Alimentation Couche-Tard est à nouveau à l’œuvre pour potentiellement réaliser la plus grosse transaction de son histoire et cette fois, l’entreprise de Laval n’a pas que des dépanneurs dans sa mire, mais aussi des supermarchés.

Richard Dufour Richard Dufour
La Presse

La direction de Couche-Tard a confirmé en début de soirée mardi avoir initié des « discussions exploratoires » avec Carrefour, un géant français de l’alimentation qui exploite notamment des épiceries, en vue d’un potentiel rapprochement amical entre les deux entreprises.

« Les termes sont encore en discussion », indique Couche-Tard dans un communiqué.

« Il n’y a aucune certitude à ce stade que ces discussions déboucheront sur un accord ou une opération », est-il précisé.

Couche-Tard ajoute qu’elle tiendra « naturellement » les marchés informés de tout développement significatif.

La capitalisation boursière de Carrefour, à Paris, s’élève à 12,6 milliards d’euros, l’équivalent de 19,6 milliards de dollars canadiens. À titre de comparaison, la capitalisation boursière de Couche-Tard atteint 46 milliards canadiens à la Bourse de Toronto.

Le Groupe Carrefour, dont le chiffre d’affaires a dépassé en 2019 les 80 milliards d’euros (125 milliards de dollars canadiens), exploite 12 300 magasins de différents formats (magasins de proximité, hypermarchés, etc.) dans une trentaine de pays. Plus de la moitié du chiffre d’affaires de Carrefour a été généré à l’extérieur de la France en 2019. Le groupe est essentiellement présent en Europe, en Asie et en Amérique latine.

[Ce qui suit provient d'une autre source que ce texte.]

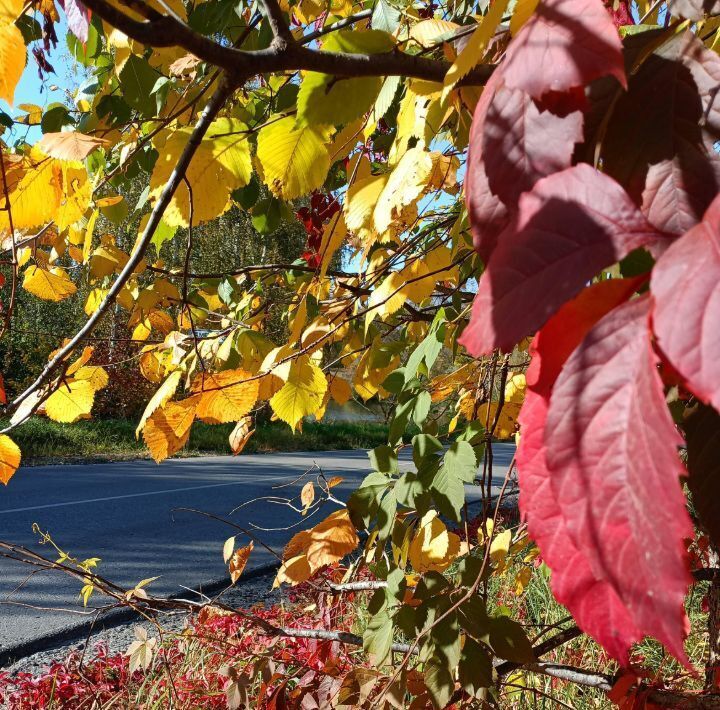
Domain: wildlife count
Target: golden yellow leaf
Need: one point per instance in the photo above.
(238, 561)
(225, 396)
(507, 421)
(500, 546)
(295, 161)
(10, 10)
(70, 145)
(331, 539)
(293, 571)
(362, 196)
(71, 401)
(161, 396)
(307, 495)
(12, 61)
(241, 434)
(340, 390)
(168, 429)
(94, 374)
(427, 33)
(302, 394)
(406, 183)
(220, 165)
(433, 548)
(50, 285)
(9, 458)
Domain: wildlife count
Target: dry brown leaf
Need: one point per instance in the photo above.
(238, 561)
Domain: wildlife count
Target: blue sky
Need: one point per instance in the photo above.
(34, 91)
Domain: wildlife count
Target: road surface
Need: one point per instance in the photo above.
(124, 514)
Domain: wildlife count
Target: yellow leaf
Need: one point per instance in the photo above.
(71, 401)
(295, 161)
(228, 549)
(433, 548)
(70, 145)
(161, 396)
(9, 458)
(95, 298)
(477, 44)
(362, 196)
(10, 10)
(499, 546)
(241, 434)
(238, 561)
(50, 285)
(427, 33)
(307, 495)
(507, 421)
(94, 374)
(340, 390)
(225, 396)
(168, 429)
(220, 165)
(12, 61)
(293, 571)
(302, 394)
(331, 540)
(405, 184)
(515, 389)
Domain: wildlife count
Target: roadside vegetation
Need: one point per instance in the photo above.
(45, 441)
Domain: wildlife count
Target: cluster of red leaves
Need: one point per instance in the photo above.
(280, 670)
(598, 464)
(69, 684)
(314, 217)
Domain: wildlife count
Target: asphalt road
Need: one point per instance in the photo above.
(125, 513)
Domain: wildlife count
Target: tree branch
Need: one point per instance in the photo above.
(211, 110)
(166, 31)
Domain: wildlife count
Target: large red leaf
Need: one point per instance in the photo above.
(611, 455)
(659, 143)
(488, 214)
(570, 226)
(686, 320)
(564, 45)
(580, 591)
(522, 144)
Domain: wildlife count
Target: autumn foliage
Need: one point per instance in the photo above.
(512, 217)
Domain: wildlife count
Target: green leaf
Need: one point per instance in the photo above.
(384, 459)
(375, 41)
(378, 637)
(385, 16)
(163, 233)
(439, 681)
(326, 99)
(475, 668)
(448, 486)
(509, 641)
(137, 80)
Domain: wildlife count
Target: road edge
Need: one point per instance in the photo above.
(113, 618)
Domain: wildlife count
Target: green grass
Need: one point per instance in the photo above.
(42, 440)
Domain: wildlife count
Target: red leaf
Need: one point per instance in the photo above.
(522, 144)
(659, 144)
(686, 287)
(579, 591)
(570, 226)
(488, 215)
(611, 456)
(565, 44)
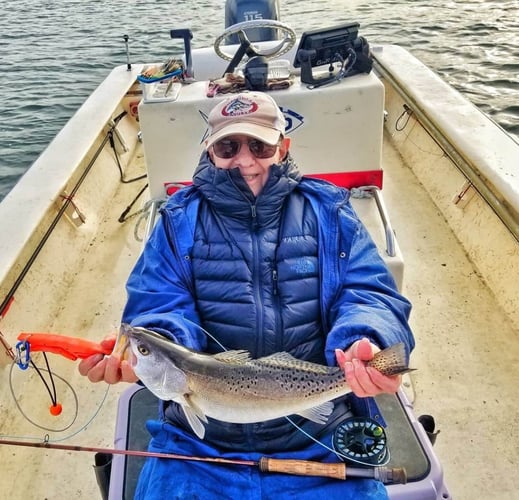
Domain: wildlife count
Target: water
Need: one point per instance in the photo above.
(55, 52)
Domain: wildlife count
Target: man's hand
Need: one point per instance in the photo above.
(110, 369)
(365, 380)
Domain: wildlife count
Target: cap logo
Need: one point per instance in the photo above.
(239, 107)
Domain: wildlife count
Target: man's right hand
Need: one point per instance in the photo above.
(110, 369)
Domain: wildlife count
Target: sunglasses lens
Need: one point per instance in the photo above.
(261, 150)
(226, 148)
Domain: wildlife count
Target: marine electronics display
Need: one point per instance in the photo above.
(338, 44)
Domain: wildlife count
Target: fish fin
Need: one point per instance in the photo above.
(391, 361)
(194, 415)
(194, 421)
(234, 357)
(318, 414)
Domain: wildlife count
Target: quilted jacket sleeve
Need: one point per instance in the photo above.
(366, 303)
(159, 297)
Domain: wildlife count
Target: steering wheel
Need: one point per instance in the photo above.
(283, 47)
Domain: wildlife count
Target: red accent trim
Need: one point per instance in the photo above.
(347, 180)
(173, 187)
(352, 179)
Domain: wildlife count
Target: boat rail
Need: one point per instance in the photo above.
(491, 176)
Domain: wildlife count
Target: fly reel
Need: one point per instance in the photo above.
(361, 441)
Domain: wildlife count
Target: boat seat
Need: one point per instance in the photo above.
(408, 445)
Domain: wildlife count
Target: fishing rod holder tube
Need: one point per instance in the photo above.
(187, 36)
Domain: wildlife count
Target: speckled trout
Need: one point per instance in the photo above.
(232, 387)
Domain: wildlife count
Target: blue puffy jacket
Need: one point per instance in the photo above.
(291, 270)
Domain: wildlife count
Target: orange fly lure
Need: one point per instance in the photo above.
(69, 347)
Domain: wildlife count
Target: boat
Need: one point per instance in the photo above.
(435, 182)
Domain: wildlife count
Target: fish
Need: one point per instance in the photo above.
(232, 387)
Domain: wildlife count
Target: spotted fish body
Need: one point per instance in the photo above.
(232, 387)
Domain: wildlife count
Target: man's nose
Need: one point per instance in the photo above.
(245, 158)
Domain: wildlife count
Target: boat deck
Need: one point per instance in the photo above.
(466, 357)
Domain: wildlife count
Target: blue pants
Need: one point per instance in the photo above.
(179, 479)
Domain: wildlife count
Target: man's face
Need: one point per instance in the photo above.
(252, 157)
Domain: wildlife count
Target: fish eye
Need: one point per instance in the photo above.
(143, 350)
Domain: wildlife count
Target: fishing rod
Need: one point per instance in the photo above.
(386, 475)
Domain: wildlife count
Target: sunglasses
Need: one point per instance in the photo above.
(229, 148)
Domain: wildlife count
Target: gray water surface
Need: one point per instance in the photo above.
(54, 53)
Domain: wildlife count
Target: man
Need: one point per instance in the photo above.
(264, 260)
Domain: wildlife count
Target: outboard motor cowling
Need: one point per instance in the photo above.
(238, 11)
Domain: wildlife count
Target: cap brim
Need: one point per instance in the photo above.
(267, 135)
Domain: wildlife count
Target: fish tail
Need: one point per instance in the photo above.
(391, 361)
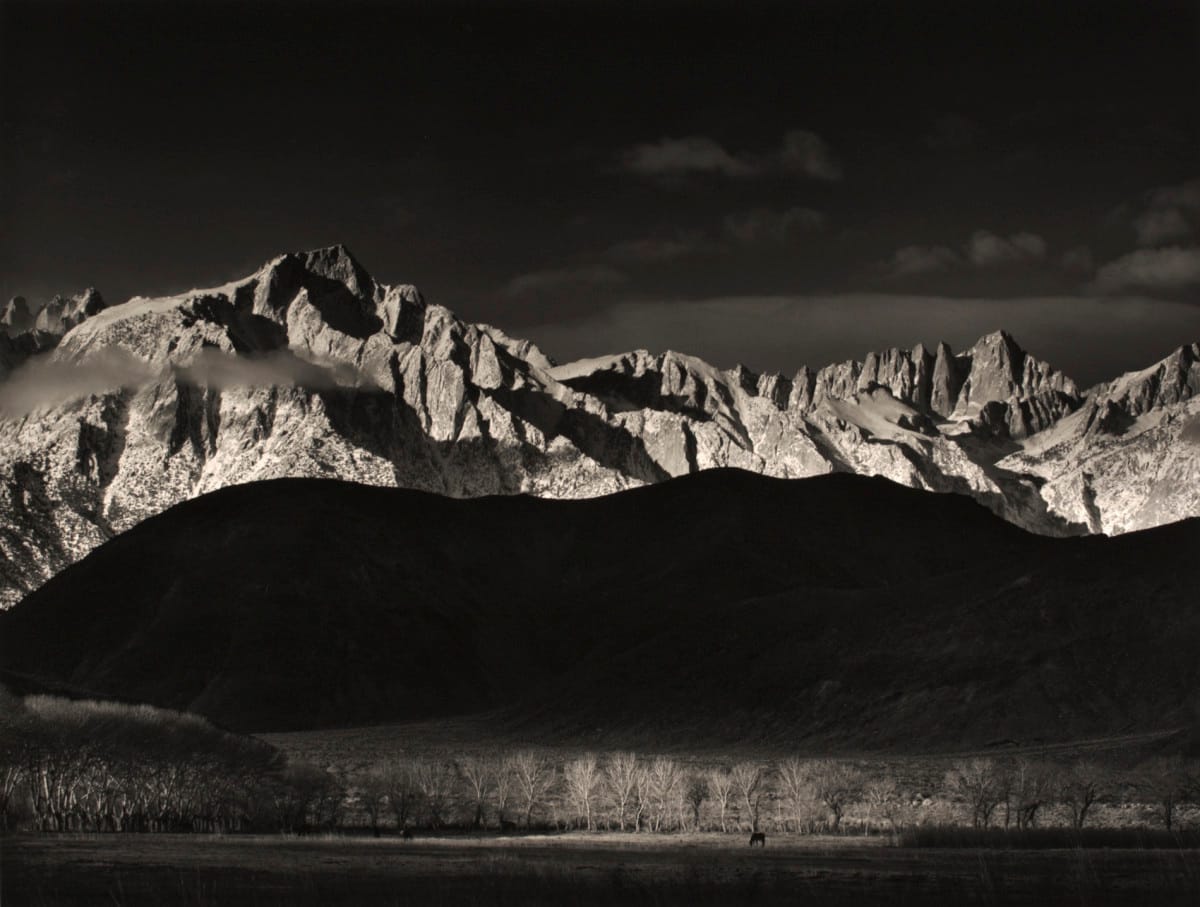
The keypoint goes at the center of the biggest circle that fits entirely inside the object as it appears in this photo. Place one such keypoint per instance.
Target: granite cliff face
(310, 367)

Couche-Tard de son côté compte plus de 14 200 magasins d’accommodation dans son réseau à travers le monde, dont 9200 en Amérique du Nord. En Europe, son réseau de vente au détail de 2700 magasins s’étend en Scandinavie, en Irlande, en Pologne, dans les pays baltes et en Russie. En vertu de contrats de licence, Couche-Tard exploite plus de 2200 magasins dans 15 autres pays et territoires (Hong Kong, Mexique, Vietnam, etc.).

La croissance par acquisitions joue un rôle important dans la stratégie de Couche-Tard. La direction avait mis de côté son projet d’acquérir l’australienne Caltex avant la pandémie, ce qui aurait été la plus grosse transaction de son histoire. L’opération était évaluée à environ 8 milliards canadiens.

La plus importante prise de contrôle de Couche-Tard a été réalisée en 2016 avec l’achat de la chaîne nord-américaine CST Brands (plus de 2000 dépanneurs) au coût de 4,4 milliards US.

L’action de Couche-Tard a clôturé en recul de 2 % à 41,31 $ mardi à Toronto. Douze des 15 analystes qui suivent les activités d’Alimentation Couche-Tard recommandent l’achat de l’action.